Consequent to the planned fund infusion into Idea, the stake of AB group in the company will increase from 42.4 per cent to 47.2 per cent. Consequently, AB group would end with a stake, which is higher than earlier anticipated in the merged entity. So the group will need to buy lesser stake from Vodafone to maintain its stake at 26 per cent in the merged entity.
"As a consequence of the change in shareholding in Idea following the capital raise, AB group and Vodafone have agreed that the AB group will buy a minimum of 2.5 per cent of the merged entity from Vodafone, or such higher stake required in order for the AB group to ultimately own at least 26 per cent of the merged entity. Consequently, Vodafone will receive minimum proceeds of Rs 19.6 billion from such sale and Vodafone's ownership in the combined entity is expected to be approximately 47.5 per cent at completion," Vodafone group said. In a statement, Vodafone said its stake in the combined entity in excess of 45.1 per cent would not be subject to any lock-in after closing (the merger deal) and Vodafone would be free to sell the relevant shares without restrictions.
In March last year, both had agreed to a standstill period for the first three years after closing, during which neither party was allowed to buy any shares from or sell any shares to a third party. Vodafone had then said that it would own 45.1 per cent in the combined entity after transferring 4.9 per cent stake to the AB group, enabling the latter to increase its stake in the new entity to 26 per cent. The option for the AB group to buy another 9.5 per cent stake to equalise its holding is also on the table.

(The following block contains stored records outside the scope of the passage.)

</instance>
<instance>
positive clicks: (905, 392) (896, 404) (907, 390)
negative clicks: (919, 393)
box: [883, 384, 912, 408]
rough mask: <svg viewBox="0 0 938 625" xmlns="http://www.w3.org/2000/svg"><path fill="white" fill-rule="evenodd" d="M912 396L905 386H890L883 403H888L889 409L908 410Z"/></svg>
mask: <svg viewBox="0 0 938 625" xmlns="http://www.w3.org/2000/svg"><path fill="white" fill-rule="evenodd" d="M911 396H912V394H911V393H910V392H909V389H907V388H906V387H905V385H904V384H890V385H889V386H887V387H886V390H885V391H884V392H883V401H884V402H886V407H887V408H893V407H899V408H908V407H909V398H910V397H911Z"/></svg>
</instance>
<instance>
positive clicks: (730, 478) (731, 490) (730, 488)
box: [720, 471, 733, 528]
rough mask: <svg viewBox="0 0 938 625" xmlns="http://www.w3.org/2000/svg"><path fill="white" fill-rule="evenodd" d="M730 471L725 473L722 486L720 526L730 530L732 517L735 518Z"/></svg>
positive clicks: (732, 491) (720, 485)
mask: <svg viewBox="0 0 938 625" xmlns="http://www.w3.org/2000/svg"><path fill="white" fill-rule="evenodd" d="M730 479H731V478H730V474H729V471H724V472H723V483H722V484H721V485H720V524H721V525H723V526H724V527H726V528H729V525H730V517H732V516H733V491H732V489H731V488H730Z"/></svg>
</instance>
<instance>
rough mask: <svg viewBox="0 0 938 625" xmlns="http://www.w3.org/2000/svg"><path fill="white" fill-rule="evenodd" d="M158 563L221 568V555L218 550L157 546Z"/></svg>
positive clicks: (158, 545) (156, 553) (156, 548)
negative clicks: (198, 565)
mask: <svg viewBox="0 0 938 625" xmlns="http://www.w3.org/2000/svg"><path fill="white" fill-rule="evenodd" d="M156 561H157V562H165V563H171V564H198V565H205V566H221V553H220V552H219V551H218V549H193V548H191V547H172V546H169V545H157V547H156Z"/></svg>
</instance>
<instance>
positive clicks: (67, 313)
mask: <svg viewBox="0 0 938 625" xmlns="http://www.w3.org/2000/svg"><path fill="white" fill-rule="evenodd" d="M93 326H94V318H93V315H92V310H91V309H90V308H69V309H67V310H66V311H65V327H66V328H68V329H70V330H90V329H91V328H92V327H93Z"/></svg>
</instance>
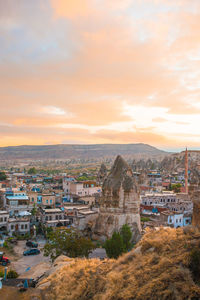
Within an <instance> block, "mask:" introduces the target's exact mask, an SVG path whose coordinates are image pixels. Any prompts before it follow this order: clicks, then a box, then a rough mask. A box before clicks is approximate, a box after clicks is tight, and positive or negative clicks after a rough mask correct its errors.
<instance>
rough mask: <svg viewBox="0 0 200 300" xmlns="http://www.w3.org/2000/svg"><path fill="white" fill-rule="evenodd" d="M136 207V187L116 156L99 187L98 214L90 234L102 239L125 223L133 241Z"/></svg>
mask: <svg viewBox="0 0 200 300" xmlns="http://www.w3.org/2000/svg"><path fill="white" fill-rule="evenodd" d="M139 207H140V201H139V194H138V188H137V184H136V182H135V180H134V178H133V174H132V170H131V168H130V166H129V165H128V164H127V163H126V161H125V160H124V159H123V158H122V157H121V156H117V158H116V160H115V162H114V165H113V167H112V169H111V172H110V174H109V175H108V176H107V177H106V179H105V180H104V183H103V186H102V197H101V199H100V213H99V216H98V218H97V221H96V224H95V227H94V233H95V234H96V235H98V236H100V238H101V239H103V240H105V239H106V238H108V237H111V235H112V234H113V232H114V231H119V230H120V229H121V227H122V226H123V225H124V224H128V225H129V226H130V227H131V228H132V231H133V236H134V239H136V240H137V238H138V236H139V233H140V229H141V227H140V214H139Z"/></svg>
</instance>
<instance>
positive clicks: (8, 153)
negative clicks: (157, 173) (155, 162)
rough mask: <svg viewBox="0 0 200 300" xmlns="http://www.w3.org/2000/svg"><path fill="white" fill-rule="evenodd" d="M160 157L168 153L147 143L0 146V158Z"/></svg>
mask: <svg viewBox="0 0 200 300" xmlns="http://www.w3.org/2000/svg"><path fill="white" fill-rule="evenodd" d="M118 154H120V155H122V156H123V157H125V158H158V157H160V158H162V157H164V156H166V155H168V154H169V152H165V151H162V150H159V149H157V148H155V147H152V146H150V145H147V144H142V143H140V144H96V145H67V144H64V145H63V144H61V145H45V146H44V145H43V146H12V147H0V160H16V159H17V160H18V159H20V160H21V159H31V160H46V159H48V160H49V159H50V160H52V159H102V158H113V157H115V156H117V155H118Z"/></svg>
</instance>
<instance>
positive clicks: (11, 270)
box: [7, 270, 19, 279]
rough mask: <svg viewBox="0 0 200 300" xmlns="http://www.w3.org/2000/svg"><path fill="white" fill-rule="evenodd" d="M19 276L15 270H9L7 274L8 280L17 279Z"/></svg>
mask: <svg viewBox="0 0 200 300" xmlns="http://www.w3.org/2000/svg"><path fill="white" fill-rule="evenodd" d="M18 276H19V274H18V273H17V272H16V271H15V270H9V271H8V274H7V278H9V279H10V278H17V277H18Z"/></svg>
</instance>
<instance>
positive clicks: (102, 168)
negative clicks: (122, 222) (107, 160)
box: [97, 163, 107, 185]
mask: <svg viewBox="0 0 200 300" xmlns="http://www.w3.org/2000/svg"><path fill="white" fill-rule="evenodd" d="M106 176H107V168H106V165H105V164H104V163H102V164H101V167H100V169H99V172H98V175H97V182H98V184H100V185H101V184H102V183H103V182H104V179H105V178H106Z"/></svg>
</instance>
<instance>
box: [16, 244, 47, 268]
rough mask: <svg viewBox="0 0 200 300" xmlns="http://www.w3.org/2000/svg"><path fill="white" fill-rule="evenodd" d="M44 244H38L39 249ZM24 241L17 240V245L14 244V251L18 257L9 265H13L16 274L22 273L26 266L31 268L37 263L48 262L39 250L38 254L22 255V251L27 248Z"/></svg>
mask: <svg viewBox="0 0 200 300" xmlns="http://www.w3.org/2000/svg"><path fill="white" fill-rule="evenodd" d="M43 246H44V245H40V244H39V247H38V248H39V249H41V248H42V247H43ZM27 249H28V248H27V247H26V241H19V242H18V245H17V246H15V248H14V250H15V252H16V253H17V254H18V255H19V256H20V258H19V259H18V260H17V261H15V262H12V263H11V267H13V268H14V269H15V270H16V271H17V273H18V274H23V273H24V272H25V271H26V270H27V269H28V268H31V267H33V266H35V265H37V264H40V263H43V262H49V258H48V257H45V256H43V253H42V251H41V253H40V254H38V255H30V256H23V252H24V251H25V250H27Z"/></svg>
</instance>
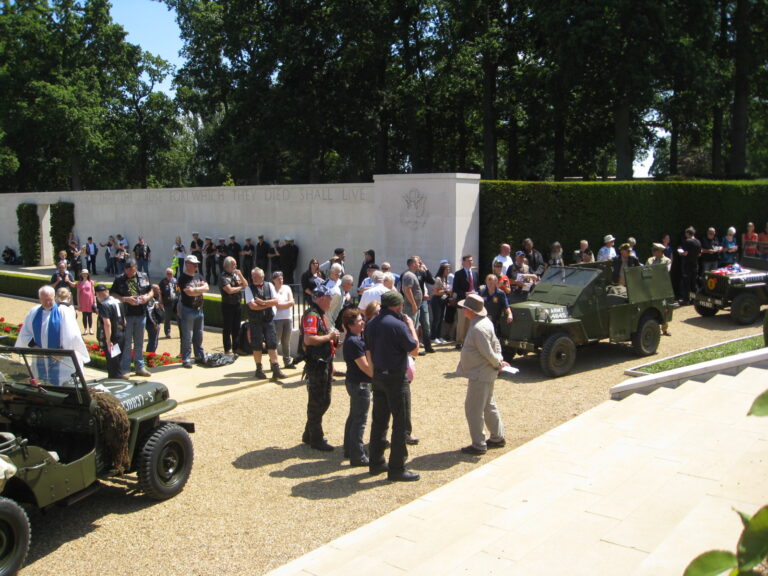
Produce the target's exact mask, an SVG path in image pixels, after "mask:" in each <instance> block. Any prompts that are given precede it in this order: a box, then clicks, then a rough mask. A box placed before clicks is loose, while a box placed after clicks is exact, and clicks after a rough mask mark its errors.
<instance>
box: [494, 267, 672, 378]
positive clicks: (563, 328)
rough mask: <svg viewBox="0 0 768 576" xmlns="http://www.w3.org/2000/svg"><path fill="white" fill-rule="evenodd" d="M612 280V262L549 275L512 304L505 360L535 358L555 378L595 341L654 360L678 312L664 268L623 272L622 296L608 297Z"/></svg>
mask: <svg viewBox="0 0 768 576" xmlns="http://www.w3.org/2000/svg"><path fill="white" fill-rule="evenodd" d="M611 278H612V265H611V262H594V263H585V264H578V265H575V266H566V267H559V266H554V267H552V268H550V269H548V270H547V271H546V272H545V273H544V275H543V276H542V278H541V280H540V281H539V282H538V283H537V284H536V285H535V286H534V288H533V289H532V290H531V292H530V294H529V296H528V299H527V300H526V301H525V302H518V303H516V304H512V306H511V308H512V315H513V321H512V323H510V324H504V323H502V325H501V328H500V330H501V338H500V340H501V345H502V347H503V348H504V351H505V353H506V354H507V356H511V355H514V354H515V353H527V352H537V353H538V354H539V360H540V363H541V368H542V370H544V372H545V373H546V374H548V375H549V376H552V377H558V376H563V375H565V374H567V373H568V372H570V371H571V369H572V368H573V365H574V362H575V360H576V348H577V347H578V346H583V345H584V344H590V343H594V342H597V341H599V340H605V339H608V340H610V341H611V342H627V341H631V342H632V346H633V347H634V349H635V351H636V352H637V353H638V354H639V355H641V356H646V355H650V354H654V353H655V352H656V349H657V348H658V345H659V338H660V325H661V324H663V323H665V322H669V321H670V320H671V319H672V310H673V309H674V308H675V307H676V306H677V303H676V302H675V296H674V292H673V290H672V283H671V281H670V278H669V272H668V271H667V268H666V266H664V265H658V266H637V267H634V268H628V269H627V270H626V295H618V294H614V293H609V292H612V290H609V288H611Z"/></svg>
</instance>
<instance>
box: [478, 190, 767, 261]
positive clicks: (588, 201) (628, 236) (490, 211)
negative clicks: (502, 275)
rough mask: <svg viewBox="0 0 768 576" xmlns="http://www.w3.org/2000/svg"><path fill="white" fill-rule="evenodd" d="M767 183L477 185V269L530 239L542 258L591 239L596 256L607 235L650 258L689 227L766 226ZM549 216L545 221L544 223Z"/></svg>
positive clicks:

An AB group official clarified that the group retains the right to buy 9.5 per cent stake in the merged entity from Vodafone, as announced earlier, to equalise their stake at a price of Rs 130 a share. The only difference is that Vodafone, which will hold 47.5 per cent stake in the merged entity, can now sell the 2.4 per cent to anyone instead of selling it to the AB group.
"The fund-raising proposal appears to be driven by merger conditions, and not by immediate cash crunch or any covenant breach," said another analyst.
Vodafone said the proceeds from this capital raise, in addition to the Rs 78.5 billion of proceeds from the announced disposals of Vodafone India's and Idea's standalone tower businesses, would be used to strengthen the balance sheet of the merged entity. Based on Idea's net debt as on September 2017 of Rs 567.6 billion, adjusted for the additional equity announced on Thursday, Vodafone India's net debt contribution would have been Rs 524.8 billion, it said.
Given Vodafone India's net debt position of Rs 618.3 billion as on September 2017, this would have implied a need for Rs 93.5 billion of additional equity funding by the Vodafone group. After taking into account the minimum proceeds to be received by Vodafone from the sale of a minimum of 2.4 per cent of the combined entity to the AB group at completion, the net funding contribution by Vodafone group would have been Rs 73.9 billion. Late last year, Idea and Vodafone raised Rs 78.50 billion through sale of their standalone towers to American Tower Corporation.
Idea's shares jumped 3 per cent following the announcement and closed almost 2 per cent above opening numbers at Rs 104.50 on Thursday.